José Vieira segurou a mão de Amanda Soares imediatamente.
— O que foi? — Perguntou ela, olhando para ele.
— Medo de você fugir. — Admitiu José Vieira abertamente.
— Fique tranquilo, não vou fugir. — Riu Amanda Soares.
No carro, Bárbara Oliva estava encostada na janela, xingando o caminho todo.
Asafe Morais já tinha entendido mais ou menos o que havia acontecido.
Ele passou uma garrafa de água para Bárbara Oliva e disse casualmente:
— Xingou o caminho todo, deve estar com sede.
Bárbara Oliva olhou para ele com raiva.
— O que quer dizer com isso? Está rindo de mim?
— Eu não. Se não quiser beber, tudo bem. — Disse Asafe Morais.
Enquanto falava, Asafe Morais começou a recolher a água.
Inesperadamente, Bárbara Oliva foi mais rápida e pegou a garrafa.
— Vou beber sim, por que não?
Pelo espelho retrovisor, Asafe Morais viu Bárbara Oliva abrir a tampa e beber um grande gole, fazendo barulho.
Um sorriso surgiu no canto da boca dele.
Sinceramente, essa mulher ficava até fofa quando estava alterada.
Asafe Morais continuou dirigindo e, como um amigo, tentou aconselhar.
— Na verdade, o Dr. Domingos é um homem adulto. Com quem ele quer ficar é problema dele, você não precisa se preocupar com isso.
Bárbara Oliva se animou.
— Seguindo sua lógica, eu deveria apenas assistir ao Miguel pular num poço de fogo?
— As bolhas nos pés são causadas pela própria caminhada, não se pode culpar ninguém. — Disse Asafe Morais. — De qualquer forma, homens são uns imprestáveis; só aprendem a lição depois de quebrarem a cara.
Os olhos de Bárbara Oliva brilharam.
— Olha, você tem razão. Sua análise sobre os homens é bem precisa.
— Não é? — Disse Asafe Morais.
Bárbara Oliva tocou o queixo, pensativa.
— Mas, deixar aquela sonsa se dar bem... Por que isso me deixa tão irritada?
Asafe Morais olhou para ela de relance.
— A cunhada também disse que o Dr. Domingos não é tão burro a ponto de ser manipulado por uma mulher interesseira. Quando ele cair em si, vai terminar sem precisar de conselhos.

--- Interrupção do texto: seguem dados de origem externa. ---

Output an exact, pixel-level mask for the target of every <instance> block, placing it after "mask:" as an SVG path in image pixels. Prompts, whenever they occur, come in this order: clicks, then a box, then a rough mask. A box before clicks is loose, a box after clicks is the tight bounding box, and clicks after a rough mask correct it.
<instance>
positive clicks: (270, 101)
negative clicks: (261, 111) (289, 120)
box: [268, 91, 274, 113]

— Será? — Questionou Bárbara Oliva.
— A cunhada é muito inteligente, o que ela diz deve estar certo. — Afirmou Asafe Morais.

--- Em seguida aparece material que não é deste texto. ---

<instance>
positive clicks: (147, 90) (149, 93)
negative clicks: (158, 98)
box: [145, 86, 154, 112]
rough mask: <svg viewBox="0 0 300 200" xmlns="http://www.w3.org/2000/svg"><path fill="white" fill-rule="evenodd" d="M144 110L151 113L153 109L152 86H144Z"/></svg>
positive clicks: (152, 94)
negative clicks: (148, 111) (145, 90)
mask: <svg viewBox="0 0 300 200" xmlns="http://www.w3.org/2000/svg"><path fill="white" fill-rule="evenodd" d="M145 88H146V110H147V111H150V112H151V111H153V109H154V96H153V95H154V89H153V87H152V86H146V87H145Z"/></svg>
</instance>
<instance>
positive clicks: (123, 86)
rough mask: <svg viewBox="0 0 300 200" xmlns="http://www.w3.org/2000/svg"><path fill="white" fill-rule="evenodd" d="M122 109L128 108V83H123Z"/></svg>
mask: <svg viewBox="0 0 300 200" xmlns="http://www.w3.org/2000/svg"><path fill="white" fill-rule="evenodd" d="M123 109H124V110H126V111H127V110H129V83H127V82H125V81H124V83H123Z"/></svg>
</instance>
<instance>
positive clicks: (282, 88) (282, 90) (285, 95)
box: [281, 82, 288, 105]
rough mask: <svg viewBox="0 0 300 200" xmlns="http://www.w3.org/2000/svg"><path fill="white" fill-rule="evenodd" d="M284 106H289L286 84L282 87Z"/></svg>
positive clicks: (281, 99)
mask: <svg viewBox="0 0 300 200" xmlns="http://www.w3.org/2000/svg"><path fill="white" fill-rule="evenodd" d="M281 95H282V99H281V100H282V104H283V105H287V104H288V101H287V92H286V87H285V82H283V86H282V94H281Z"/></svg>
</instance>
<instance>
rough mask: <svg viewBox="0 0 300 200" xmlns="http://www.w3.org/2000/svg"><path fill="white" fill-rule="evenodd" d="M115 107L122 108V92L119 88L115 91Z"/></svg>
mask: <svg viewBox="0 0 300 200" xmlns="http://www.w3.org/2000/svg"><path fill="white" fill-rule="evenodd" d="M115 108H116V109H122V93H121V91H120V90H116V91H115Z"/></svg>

Só depois que os dois se acomodaram é que ela entrou no carro.
— Dr. Domingos, para onde vamos?
Miguel Domingos olhou para Serena Cardoso, fez uma pausa e disse:
— Esqueceu onde eu moro?
A mão que segurava o volante se apertou bruscamente.
Quase por instinto, ela olhou para Molly Gaspar pelo espelho retrovisor.
Miguel Domingos já tinha tido muitas mulheres.
No entanto, mesmo quando passava a noite com alguém, ou iam para um hotel ou para a casa delas.
Levar para o seu apartamento privado, aquela era a primeira vez.
Serena Cardoso analisou a mulher.
Os olhos estavam vermelhos, parecia ter chorado antes.
Ela se encolhia nos braços de Miguel Domingos.
O vestido branco imaculado a fazia parecer etérea.
Aquele ar de "tenha pena de mim", tão comovente, Serena Cardoso pensou que provavelmente não aprenderia nem na próxima vida.
Não era de admirar que o Dr. Domingos tratasse essa mulher de forma tão especial.